Jeez I am a terrible blogger. It’s been awhile since I’ve felt like writing.; it happens to the best though. The last two months have been draining. Between work, personal time, and making sure my boyfriend and I get our time I haven’t felt like writing. At one point my depression was crippling, but I am slowly digging my way out.
To tell you guys the truth, I don’t even feel like writing today; my arms feel like lead. Over the last couple weeks I’ve broken down several times, which put a strain on my relationship and work.
I do have a doctors appointment this Friday. I want to talk with him about testing me for a hormone imbalance. Writing this makes me remember how it felt to push through writing an essay I don’t want to write or think about anymore.
One thing is for certain, I’m leaving my job at Starbucks at the end of July. I almost walked out after my manager made me cry and feel like my coworkers hated me. I’ve left jobs before due to bad managers, but she is both a terrible manager as well as a not so great human too. Which is sad, because I enjoy my time at my store usually and love my coworkers. She just makes it unhappy for not just myself, but others as well.

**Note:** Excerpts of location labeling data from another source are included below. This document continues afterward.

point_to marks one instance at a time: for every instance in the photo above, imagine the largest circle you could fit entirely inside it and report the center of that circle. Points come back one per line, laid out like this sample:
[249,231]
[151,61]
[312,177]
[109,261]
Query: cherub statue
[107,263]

Maybe I’ll write more as the week progresses…I do have some free time later in the week. On another note, I’ve been re-reading through the Lord Of The Rings and playing Stardew Valley on the PlayStation. Both have been good for me.
I’m gonna go for now though.
Hey y’all sorry I’ve been awol the last couple weeks. I’ve been more tired than usual due to work schedules and working with my doctors about figuring out what is going on with me. Even though I write this blog 9/10 on my phone, it drains me to write and I keep saying I will, but then fall asleep due to my new medication. I’ll get hopefully be getting more tests done, but it’s hard to schedule in doc appointments with work. Maybe one day it’ll all be worked out.
I’m gonna go now though; I’m beat.
Since graduating last year I’ve slowly been diving deeper into depression concerning what I want and need to do next while also keeping up with the bills. It’s hard some days, because I feel like I’ll stay in this dump for the rest of my days. But I am trying to keep my spirits high and remember that I have to take it one day at a time. This debate that I am having within is a direct reflection of all the changes going on in my life.
A short poem by me:
A heavy heart, but a racing mind.
Creates a chaos that spreads if not contained and maintained.
Friends and family and even strangers show support and give advice.
A fight with ones self to figure out whats next.
I won’t lose this battle, but scratches will ensue no doubt.
With spring on the way, my hopes are high.
Thank you to all who are there for me, I’ll push through not just for me but for you too.